Jonte Flowers

Personal information
- Born: April 12, 1985 (age 39) Chicago, Illinois
- Nationality: American
- Listed height: 6 ft 5 in (1.96 m)
- Listed weight: 198 lb (90 kg)

Career information
- High school: La Follette (Madison, Wisconsin)
- College: Winona State (2004–2008)
- NBA draft: 2008: undrafted
- Playing career: 2008–2019
- Position: Small forward

Career history
- 2008–2009: Solna Vikings
- 2009–2010: JA Vichy
- 2010–2011: Hyères-Toulon
- 2011–2012: JA Vichy
- 2012: Solna Vikings
- 2012–2013: Kataja
- 2013–2015: CSU Asesoft Ploiești
- 2015–2016: Fortitudo Bologna
- 2016–2017: Timișoara
- 2017–2018: Juventus Utena
- 2018: CSA Steaua Bucuresti
- 2018–2019: Trefl Sopot

Career highlights and awards
- 2× NCAA Division II champion (2006, 2008); 4× NSIC Defensive Player of the Year (2005–2008); 2× First-team All-NSIC (2007, 2008);

= Jonte Flowers =

American professional basketball player

Jermaine "Jonte" Flowers (born April 12, 1985) is an American former professional basketball player.

==Career==
Flowers signed with the Romanian team CSU Asesoft Ploiești for the 2013–14 season. After 6 games, 4 in the Romanian league and 2 in the EuroCup, Flowers tore his achilles tendon. In July 2014, he extended his contract with Asesoft for one more season.
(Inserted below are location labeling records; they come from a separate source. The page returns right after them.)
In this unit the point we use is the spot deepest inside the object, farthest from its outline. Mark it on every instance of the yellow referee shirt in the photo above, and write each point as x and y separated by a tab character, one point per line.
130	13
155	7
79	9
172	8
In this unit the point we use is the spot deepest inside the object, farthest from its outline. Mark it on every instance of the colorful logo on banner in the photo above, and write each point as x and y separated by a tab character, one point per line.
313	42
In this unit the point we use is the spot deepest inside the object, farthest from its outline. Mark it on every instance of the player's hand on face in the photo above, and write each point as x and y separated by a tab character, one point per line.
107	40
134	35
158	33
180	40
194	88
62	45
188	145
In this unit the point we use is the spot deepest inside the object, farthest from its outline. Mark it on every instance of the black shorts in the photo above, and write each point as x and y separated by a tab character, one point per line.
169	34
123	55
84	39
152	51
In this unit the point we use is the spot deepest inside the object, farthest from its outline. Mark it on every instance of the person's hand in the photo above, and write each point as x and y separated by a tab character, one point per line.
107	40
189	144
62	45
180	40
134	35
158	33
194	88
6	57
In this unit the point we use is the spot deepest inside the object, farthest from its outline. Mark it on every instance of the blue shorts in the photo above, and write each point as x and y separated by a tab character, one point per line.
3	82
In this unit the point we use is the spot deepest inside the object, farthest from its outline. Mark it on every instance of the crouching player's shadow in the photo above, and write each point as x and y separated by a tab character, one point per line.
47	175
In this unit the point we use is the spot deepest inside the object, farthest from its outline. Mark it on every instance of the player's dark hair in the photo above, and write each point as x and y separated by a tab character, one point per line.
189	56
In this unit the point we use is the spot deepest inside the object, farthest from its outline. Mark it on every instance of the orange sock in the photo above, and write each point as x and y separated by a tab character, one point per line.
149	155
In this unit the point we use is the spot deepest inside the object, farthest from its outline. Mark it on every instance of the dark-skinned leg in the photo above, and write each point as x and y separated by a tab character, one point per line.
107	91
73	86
In July 2015, he signed with Italian team Fortitudo Bologna.

==Honours==
 Joensuun Kataja
- Korisliiga Bronze medal (1): 2012–13

==Statistics==

| Year | Team | League | GP | MPG | FG% | 3P% | FT% | RPG | APG | SPG | BPG | PPG |
| 2012–13 | Joensuun Kataja | Korisliiga | 45 |  | 30.8 | .538 | .385 | .772 | 6.1 | 2.4 | 2.5 | 0.6 | 16.8 |

==Personal life==
Flowers is married to Jennifer Flowers, a former athlete at Winona State and current vice-president and women's commissioner of the Western Collegiate Hockey Association.